Windowing subdivides a PCollection according to the timestamps of its individual elements. Transforms that aggregate multiple elements, such as GroupByKey and Combine, work implicitly on a per-window basis — they process each PCollection as a succession of multiple, finite windows, though the entire collection itself may be of unbounded size.
Some Beam transforms, such as GroupByKey and Combine, group multiple elements by a common key. Ordinarily, that grouping operation groups all the elements that have the same key within the entire data set. With an unbounded data set, it is impossible to collect all the elements, since new elements are constantly being added and may be infinitely many (e.g. streaming data). If you are working with unbounded PCollections, windowing is especially useful.
Fixed time windows are useful for performing time-based aggregations, such as counting the number of elements that arrived during each hour of the day. It allows you to group elements of a data set into fixed-length, non-overlapping time intervals, which can be useful for a variety of use cases. For example, imagine you have a stream of data that is recording the number of website visitors every second, and you want to know the total number of visitors for each hour of the day. Using fixed-time windows, you can group the data into hour-long windows and then perform a sum aggregation on each window to get the total number of visitors for each hour.
Additionally, a fixed time window can also be helpful when dealing with data that arrive out-of-order or when dealing with late data. By specifying a fixed window duration, you can ensure that all elements that belong to a particular window are processed together, regardless of when they arrived.
To summarize, fixed time windows help perform time-based aggregations or handle out-of-order or late data.
Sliding time windows are similar to fixed time windows, but they have the added ability to move or slide over the data stream, allowing them to overlap.

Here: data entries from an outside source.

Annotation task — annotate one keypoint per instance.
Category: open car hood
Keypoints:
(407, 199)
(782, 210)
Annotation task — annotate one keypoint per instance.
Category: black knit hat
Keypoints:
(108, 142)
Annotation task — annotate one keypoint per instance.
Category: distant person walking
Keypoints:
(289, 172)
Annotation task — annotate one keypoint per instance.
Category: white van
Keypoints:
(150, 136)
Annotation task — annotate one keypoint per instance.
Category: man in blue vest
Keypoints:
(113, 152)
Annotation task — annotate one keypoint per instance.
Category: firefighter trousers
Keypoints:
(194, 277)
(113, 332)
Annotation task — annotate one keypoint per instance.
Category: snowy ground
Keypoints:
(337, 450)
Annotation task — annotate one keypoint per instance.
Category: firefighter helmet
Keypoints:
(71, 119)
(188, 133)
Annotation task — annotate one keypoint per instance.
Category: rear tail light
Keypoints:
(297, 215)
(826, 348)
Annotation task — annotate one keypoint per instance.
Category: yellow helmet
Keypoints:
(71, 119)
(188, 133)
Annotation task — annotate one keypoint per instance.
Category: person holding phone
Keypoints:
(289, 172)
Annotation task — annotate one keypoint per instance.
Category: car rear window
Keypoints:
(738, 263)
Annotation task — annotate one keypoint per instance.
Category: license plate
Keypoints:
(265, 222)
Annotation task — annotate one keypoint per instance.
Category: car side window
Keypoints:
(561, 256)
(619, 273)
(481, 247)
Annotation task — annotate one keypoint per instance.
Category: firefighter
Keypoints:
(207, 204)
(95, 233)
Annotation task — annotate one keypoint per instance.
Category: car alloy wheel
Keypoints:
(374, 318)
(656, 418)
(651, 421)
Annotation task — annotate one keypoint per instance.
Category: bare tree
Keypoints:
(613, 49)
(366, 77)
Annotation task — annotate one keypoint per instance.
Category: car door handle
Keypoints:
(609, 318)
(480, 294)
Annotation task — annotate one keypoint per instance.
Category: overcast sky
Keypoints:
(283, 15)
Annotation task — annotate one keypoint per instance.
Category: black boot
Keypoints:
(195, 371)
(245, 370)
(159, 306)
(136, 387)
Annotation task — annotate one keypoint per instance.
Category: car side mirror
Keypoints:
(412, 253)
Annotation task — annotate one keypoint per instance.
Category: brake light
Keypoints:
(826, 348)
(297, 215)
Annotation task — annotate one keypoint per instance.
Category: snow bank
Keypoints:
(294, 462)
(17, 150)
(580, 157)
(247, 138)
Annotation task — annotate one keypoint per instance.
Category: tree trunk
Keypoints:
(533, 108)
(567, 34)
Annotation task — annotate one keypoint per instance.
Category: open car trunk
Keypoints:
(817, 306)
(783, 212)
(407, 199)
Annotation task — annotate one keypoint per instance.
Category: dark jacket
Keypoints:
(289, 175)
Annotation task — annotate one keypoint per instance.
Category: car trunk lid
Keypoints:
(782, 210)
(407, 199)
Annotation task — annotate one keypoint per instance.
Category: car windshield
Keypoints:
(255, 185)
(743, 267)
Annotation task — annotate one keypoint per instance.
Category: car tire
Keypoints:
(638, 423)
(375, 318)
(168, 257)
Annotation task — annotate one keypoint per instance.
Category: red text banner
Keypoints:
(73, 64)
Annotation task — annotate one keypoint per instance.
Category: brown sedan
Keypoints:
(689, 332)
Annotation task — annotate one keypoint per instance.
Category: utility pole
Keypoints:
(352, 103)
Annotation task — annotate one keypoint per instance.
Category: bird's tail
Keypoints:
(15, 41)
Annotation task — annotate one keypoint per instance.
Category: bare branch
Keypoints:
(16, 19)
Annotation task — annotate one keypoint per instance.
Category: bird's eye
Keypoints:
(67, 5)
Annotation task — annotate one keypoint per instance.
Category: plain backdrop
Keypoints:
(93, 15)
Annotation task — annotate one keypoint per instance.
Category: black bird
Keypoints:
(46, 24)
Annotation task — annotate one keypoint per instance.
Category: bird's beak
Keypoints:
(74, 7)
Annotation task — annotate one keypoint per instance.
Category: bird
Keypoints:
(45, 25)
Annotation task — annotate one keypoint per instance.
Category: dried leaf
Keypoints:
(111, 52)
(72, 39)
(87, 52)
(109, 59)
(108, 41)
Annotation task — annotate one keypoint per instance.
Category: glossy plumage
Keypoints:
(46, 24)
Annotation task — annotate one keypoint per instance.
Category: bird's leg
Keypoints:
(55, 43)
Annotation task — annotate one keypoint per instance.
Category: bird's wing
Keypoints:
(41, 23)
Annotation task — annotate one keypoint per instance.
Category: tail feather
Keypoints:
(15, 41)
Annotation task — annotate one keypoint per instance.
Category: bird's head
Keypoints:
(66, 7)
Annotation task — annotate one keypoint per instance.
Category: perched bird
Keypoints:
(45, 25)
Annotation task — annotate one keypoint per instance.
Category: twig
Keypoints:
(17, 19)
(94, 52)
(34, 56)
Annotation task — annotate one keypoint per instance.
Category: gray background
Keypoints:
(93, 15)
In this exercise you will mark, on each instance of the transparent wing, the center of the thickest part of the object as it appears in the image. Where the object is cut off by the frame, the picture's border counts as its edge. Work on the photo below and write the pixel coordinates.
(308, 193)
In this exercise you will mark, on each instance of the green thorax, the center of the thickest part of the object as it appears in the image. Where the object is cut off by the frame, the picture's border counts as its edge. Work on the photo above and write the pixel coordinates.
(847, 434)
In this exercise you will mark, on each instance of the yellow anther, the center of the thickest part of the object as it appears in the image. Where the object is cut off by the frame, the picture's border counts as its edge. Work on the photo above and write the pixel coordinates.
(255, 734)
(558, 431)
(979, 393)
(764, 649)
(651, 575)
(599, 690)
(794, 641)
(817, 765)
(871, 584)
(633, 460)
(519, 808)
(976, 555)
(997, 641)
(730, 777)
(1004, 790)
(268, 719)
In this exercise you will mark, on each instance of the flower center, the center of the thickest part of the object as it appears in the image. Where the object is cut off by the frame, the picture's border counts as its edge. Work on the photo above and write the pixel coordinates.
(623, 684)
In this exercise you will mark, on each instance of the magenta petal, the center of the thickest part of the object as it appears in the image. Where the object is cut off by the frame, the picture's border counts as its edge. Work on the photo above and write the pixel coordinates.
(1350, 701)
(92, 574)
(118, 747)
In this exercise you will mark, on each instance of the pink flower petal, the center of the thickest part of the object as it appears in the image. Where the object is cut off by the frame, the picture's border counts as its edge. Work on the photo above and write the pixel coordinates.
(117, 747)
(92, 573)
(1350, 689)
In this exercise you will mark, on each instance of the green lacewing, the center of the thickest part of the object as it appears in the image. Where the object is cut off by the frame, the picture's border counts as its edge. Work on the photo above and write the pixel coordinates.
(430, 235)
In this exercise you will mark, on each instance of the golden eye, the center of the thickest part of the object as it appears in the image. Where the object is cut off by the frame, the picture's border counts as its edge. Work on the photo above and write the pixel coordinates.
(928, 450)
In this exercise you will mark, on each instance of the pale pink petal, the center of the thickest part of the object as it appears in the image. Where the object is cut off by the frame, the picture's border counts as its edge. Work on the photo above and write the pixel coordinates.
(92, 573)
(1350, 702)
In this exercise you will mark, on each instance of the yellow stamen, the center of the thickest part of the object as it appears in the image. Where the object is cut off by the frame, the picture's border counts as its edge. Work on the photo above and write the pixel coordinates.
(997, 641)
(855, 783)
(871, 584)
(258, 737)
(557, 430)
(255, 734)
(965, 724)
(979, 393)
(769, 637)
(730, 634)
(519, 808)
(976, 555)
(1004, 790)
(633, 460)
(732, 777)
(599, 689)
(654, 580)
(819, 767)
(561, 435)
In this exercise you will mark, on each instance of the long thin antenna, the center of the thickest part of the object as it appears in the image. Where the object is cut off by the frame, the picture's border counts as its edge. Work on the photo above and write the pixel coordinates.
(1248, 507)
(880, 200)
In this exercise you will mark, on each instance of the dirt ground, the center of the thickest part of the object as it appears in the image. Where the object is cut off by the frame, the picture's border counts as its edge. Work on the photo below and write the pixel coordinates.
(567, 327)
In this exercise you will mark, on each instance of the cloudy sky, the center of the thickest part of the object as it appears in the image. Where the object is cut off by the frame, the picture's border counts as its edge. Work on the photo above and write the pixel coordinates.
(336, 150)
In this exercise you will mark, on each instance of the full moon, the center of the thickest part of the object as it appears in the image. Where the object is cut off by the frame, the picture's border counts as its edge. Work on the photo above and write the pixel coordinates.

One of the primary use cases for sliding time windows is to compute running aggregates. For example, if you want to calculate a running average of the past 60 seconds’ worth of data updated every 30 seconds, you can use sliding time windows. You can do this by defining a window duration of 60 seconds and a sliding interval of 30 seconds. With this configuration, you will have windows that slide every 30 seconds, each covering a 60-second interval.
Another use case for sliding time windows is to perform anomaly detection. By computing the running aggregates over a sliding window, you can detect patterns that deviate significantly from the historical data.
Sliding time windows also allows to look at data in a more dynamic way. This is useful when you have a high-frequency data stream and you want to look at the most recent data.
In summary, Sliding time windows are useful for performing running aggregations, anomaly detection and looking at data in a more dynamic way.
Session windows are a type of windowing that groups data elements based on periods of inactivity or “gaps” in the data stream. They are useful when you want to group data elements that are related to a specific event or activity together.
One of the main use cases for session windows is to group together data elements that are related to a user‘s session on a website or application. By using session windows with a relatively short gap duration, you can ensure that all the events related to a user’s session are grouped together. This allows you to compute session-level metrics, such as the number of pages viewed per session, the duration of a session, or the number of events per session.
Another use case for session windows is to group together data elements that are related to a specific device's usage. For example, if you are collecting sensor data, you can use session windows to group together data elements that are collected while the device is in use. This allows you to compute device-level metrics, such as the number of sensor readings per device, the duration of device usage, or the number of events per device.
In summary, session windows are useful for grouping data elements that are related to specific events or activities, such as user sessions or device usage. This allows you to compute event- or device-level metrics.
A single global window is a type of windowing that treats all data elements as belonging to the same window. This means that all elements in the data stream are processed together and no windowing is applied.
The main use case for a single global window is when you want to process all the data elements in your data stream as a whole, without breaking them up into smaller windows. This can be useful in situations where you don't need to compute window-level metrics, such as running averages or counts, but instead want to process the entire data stream as a single unit.
For example, if you are using a data pipeline to filter out invalid data elements and then store the remaining data in a database, you might use a single global window to process all the data elements together, without breaking them up into smaller windows.
Another use case is when your data streams are already time-stamped and you want to process events in the order they arrive, so you don't want to group them based on time windows.
In summary, a single global window is useful when you want to process all the data elements in your data stream as a whole, without breaking them up into smaller windows. It can be useful for situations where you don't need to compute window-level metrics, or for processing events in the order they arrive.